Santa Monica Airport


A Los Angeles pilot and a Santa Monica pilot-in-training have filed a lawsuit alleging the City’s agreement with the Federal Aviation Administration to shorten the runway and eventually shut down SMO violated the Brown Act.

James Babinksi and Kate Scott filed a complaint in the Los Angeles Superior Court that alleges the secret meetings and closed session discussions between the City Council, the City Attorney, other staff members and the FAA showed “lack of compliance with the Brown Act (and) utter disrespect for the open meetings laws and Constitution.”

Conversations between City staff, the Council and the FAA were kept under wraps until the Council publicly voted on the terms of the agreement in January at a special Saturday meeting. The Council narrowly approved the settlement with a 4-3 vote.

The Brown Act is California’s sunshine law, which governs local government meetings. The Act permits closed-session meetings for pending litigation and situations involving significant exposure to litigation.

Scott lives in the Sunset Park neighborhood just west of SMO and has invested in aviation lessons at the airport. Babinski works at the airport for one of the aeronautical service providers and is a private pilot. Both content they were denied their right to testify, speak and scrutinize the settlement agreement and eventual closure of the airport.

Neither Scott nor Babinski responded to the Daily Press’ request for comment.

The City believes the lawsuit will be dismissed.

“The City takes compliance with the Brown Act – the state’s public meeting law – seriously,” Interim City Attorney Joe Lawrence said. “Transparency is a core value of the City. We believe the lawsuit does not have merit and is contradicted both by what actually happened and the Brown Act itself.”

The two residents are not the first to file litigation to fight the consent decree in an effort to keep SMO open. In February, the National Business Aviation Association along with several other businesses and aviation groups petitioned the U.S. Court of Appeals to review the agreement. On Thursday, three Circuit Court Judges denied the NBAA’s motion to halt all construction on the runway until the court can review the settlement.

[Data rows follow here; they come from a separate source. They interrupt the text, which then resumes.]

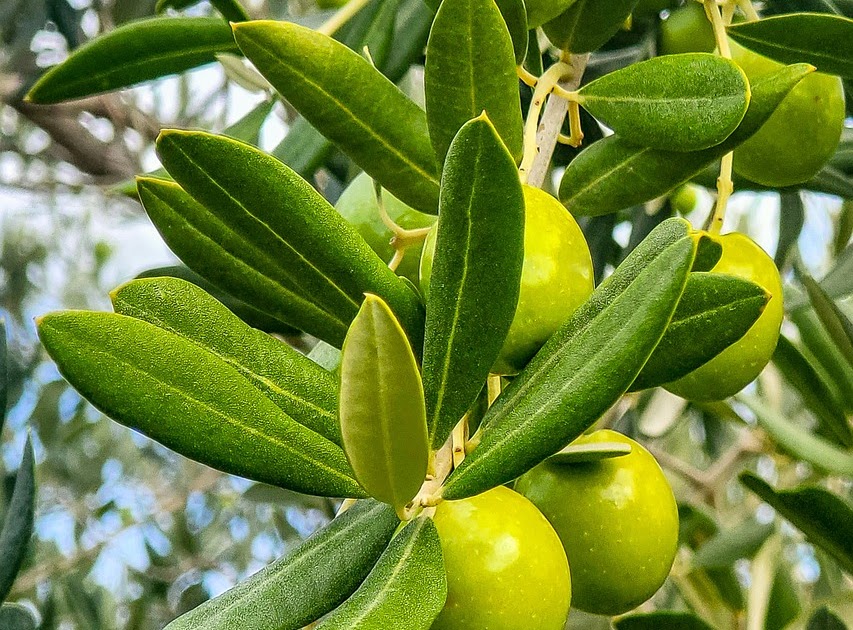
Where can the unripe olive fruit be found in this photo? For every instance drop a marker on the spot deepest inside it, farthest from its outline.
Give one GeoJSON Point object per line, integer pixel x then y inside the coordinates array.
{"type": "Point", "coordinates": [686, 30]}
{"type": "Point", "coordinates": [506, 568]}
{"type": "Point", "coordinates": [617, 519]}
{"type": "Point", "coordinates": [357, 204]}
{"type": "Point", "coordinates": [740, 363]}
{"type": "Point", "coordinates": [556, 278]}
{"type": "Point", "coordinates": [800, 136]}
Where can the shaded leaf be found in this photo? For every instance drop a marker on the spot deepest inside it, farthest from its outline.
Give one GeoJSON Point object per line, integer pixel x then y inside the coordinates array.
{"type": "Point", "coordinates": [471, 307]}
{"type": "Point", "coordinates": [133, 53]}
{"type": "Point", "coordinates": [310, 581]}
{"type": "Point", "coordinates": [171, 390]}
{"type": "Point", "coordinates": [585, 367]}
{"type": "Point", "coordinates": [674, 102]}
{"type": "Point", "coordinates": [825, 519]}
{"type": "Point", "coordinates": [825, 41]}
{"type": "Point", "coordinates": [337, 91]}
{"type": "Point", "coordinates": [383, 418]}
{"type": "Point", "coordinates": [408, 583]}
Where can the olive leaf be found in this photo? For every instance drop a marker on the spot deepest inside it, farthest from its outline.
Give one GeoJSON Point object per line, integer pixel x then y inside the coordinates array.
{"type": "Point", "coordinates": [301, 388]}
{"type": "Point", "coordinates": [319, 263]}
{"type": "Point", "coordinates": [588, 24]}
{"type": "Point", "coordinates": [713, 313]}
{"type": "Point", "coordinates": [823, 517]}
{"type": "Point", "coordinates": [382, 412]}
{"type": "Point", "coordinates": [408, 583]}
{"type": "Point", "coordinates": [613, 174]}
{"type": "Point", "coordinates": [821, 39]}
{"type": "Point", "coordinates": [585, 367]}
{"type": "Point", "coordinates": [349, 102]}
{"type": "Point", "coordinates": [18, 523]}
{"type": "Point", "coordinates": [675, 102]}
{"type": "Point", "coordinates": [170, 389]}
{"type": "Point", "coordinates": [133, 53]}
{"type": "Point", "coordinates": [460, 81]}
{"type": "Point", "coordinates": [304, 585]}
{"type": "Point", "coordinates": [471, 305]}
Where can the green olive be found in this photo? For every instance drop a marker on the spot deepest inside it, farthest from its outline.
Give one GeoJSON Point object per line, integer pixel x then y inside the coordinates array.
{"type": "Point", "coordinates": [357, 204]}
{"type": "Point", "coordinates": [506, 568]}
{"type": "Point", "coordinates": [800, 136]}
{"type": "Point", "coordinates": [556, 278]}
{"type": "Point", "coordinates": [739, 364]}
{"type": "Point", "coordinates": [617, 519]}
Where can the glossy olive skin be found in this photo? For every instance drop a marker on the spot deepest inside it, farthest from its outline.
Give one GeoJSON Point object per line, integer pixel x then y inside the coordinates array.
{"type": "Point", "coordinates": [617, 519]}
{"type": "Point", "coordinates": [686, 30]}
{"type": "Point", "coordinates": [357, 204]}
{"type": "Point", "coordinates": [739, 364]}
{"type": "Point", "coordinates": [556, 278]}
{"type": "Point", "coordinates": [800, 136]}
{"type": "Point", "coordinates": [506, 568]}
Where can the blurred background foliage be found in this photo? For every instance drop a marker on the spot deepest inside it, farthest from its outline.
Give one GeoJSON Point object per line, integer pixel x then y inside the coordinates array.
{"type": "Point", "coordinates": [129, 535]}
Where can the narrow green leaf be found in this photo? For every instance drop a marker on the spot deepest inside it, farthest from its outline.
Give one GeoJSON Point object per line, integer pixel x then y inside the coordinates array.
{"type": "Point", "coordinates": [460, 81]}
{"type": "Point", "coordinates": [592, 452]}
{"type": "Point", "coordinates": [713, 313]}
{"type": "Point", "coordinates": [408, 583]}
{"type": "Point", "coordinates": [133, 53]}
{"type": "Point", "coordinates": [825, 519]}
{"type": "Point", "coordinates": [301, 388]}
{"type": "Point", "coordinates": [613, 173]}
{"type": "Point", "coordinates": [383, 418]}
{"type": "Point", "coordinates": [816, 394]}
{"type": "Point", "coordinates": [798, 441]}
{"type": "Point", "coordinates": [471, 305]}
{"type": "Point", "coordinates": [675, 102]}
{"type": "Point", "coordinates": [307, 583]}
{"type": "Point", "coordinates": [18, 523]}
{"type": "Point", "coordinates": [730, 545]}
{"type": "Point", "coordinates": [839, 327]}
{"type": "Point", "coordinates": [661, 620]}
{"type": "Point", "coordinates": [349, 102]}
{"type": "Point", "coordinates": [305, 246]}
{"type": "Point", "coordinates": [588, 24]}
{"type": "Point", "coordinates": [585, 367]}
{"type": "Point", "coordinates": [823, 40]}
{"type": "Point", "coordinates": [171, 389]}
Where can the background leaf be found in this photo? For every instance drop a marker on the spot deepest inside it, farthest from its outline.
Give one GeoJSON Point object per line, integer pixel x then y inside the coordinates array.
{"type": "Point", "coordinates": [461, 81]}
{"type": "Point", "coordinates": [383, 418]}
{"type": "Point", "coordinates": [133, 53]}
{"type": "Point", "coordinates": [408, 583]}
{"type": "Point", "coordinates": [336, 559]}
{"type": "Point", "coordinates": [476, 273]}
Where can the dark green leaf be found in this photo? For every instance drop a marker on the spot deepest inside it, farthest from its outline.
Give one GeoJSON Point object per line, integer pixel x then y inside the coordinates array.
{"type": "Point", "coordinates": [661, 620]}
{"type": "Point", "coordinates": [825, 519]}
{"type": "Point", "coordinates": [18, 523]}
{"type": "Point", "coordinates": [383, 418]}
{"type": "Point", "coordinates": [585, 367]}
{"type": "Point", "coordinates": [713, 313]}
{"type": "Point", "coordinates": [337, 91]}
{"type": "Point", "coordinates": [301, 388]}
{"type": "Point", "coordinates": [674, 102]}
{"type": "Point", "coordinates": [825, 41]}
{"type": "Point", "coordinates": [588, 24]}
{"type": "Point", "coordinates": [171, 389]}
{"type": "Point", "coordinates": [408, 583]}
{"type": "Point", "coordinates": [313, 256]}
{"type": "Point", "coordinates": [817, 396]}
{"type": "Point", "coordinates": [461, 81]}
{"type": "Point", "coordinates": [137, 52]}
{"type": "Point", "coordinates": [613, 174]}
{"type": "Point", "coordinates": [470, 306]}
{"type": "Point", "coordinates": [307, 583]}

“We expected the D.C. Circuit Court to reject the injunction request,” Mayor Ted Winterer said in a statement Friday. “The City will continue to swiftly implement the terms of the Consent Decree, including shortening the runway, and mitigating health and safety impacts on our neighborhoods while the airport is in operation.”

The consent decree included an agreement that the airport will remain open through 2028 and dismissed litigation between the FAA and Santa Monica. The City is currently exploring two options to reduce the runway at SMO from 5,000 feet to 3,500 feet. The City Council will review the runway shortening options May 24 before the contractor, AECOM, can finalize the design, determine the final cost and set a construction timeline.

While the judge dismissed the NBAA’s motion to halt construction, the order also referred the case to a merits panel to review the legality of the decree.

“The order…makes clear that the court holds steadfast on the need to for a thorough and fair hearing about this unprecedented situation,” NBAA President and CEO Ed Bolen said. “For decades, the NBAA has pursued all potential avenues for preserving business aviation access to the Santa Monica Municipal Airport, and we will continue to exercise every remaining option for doing so.”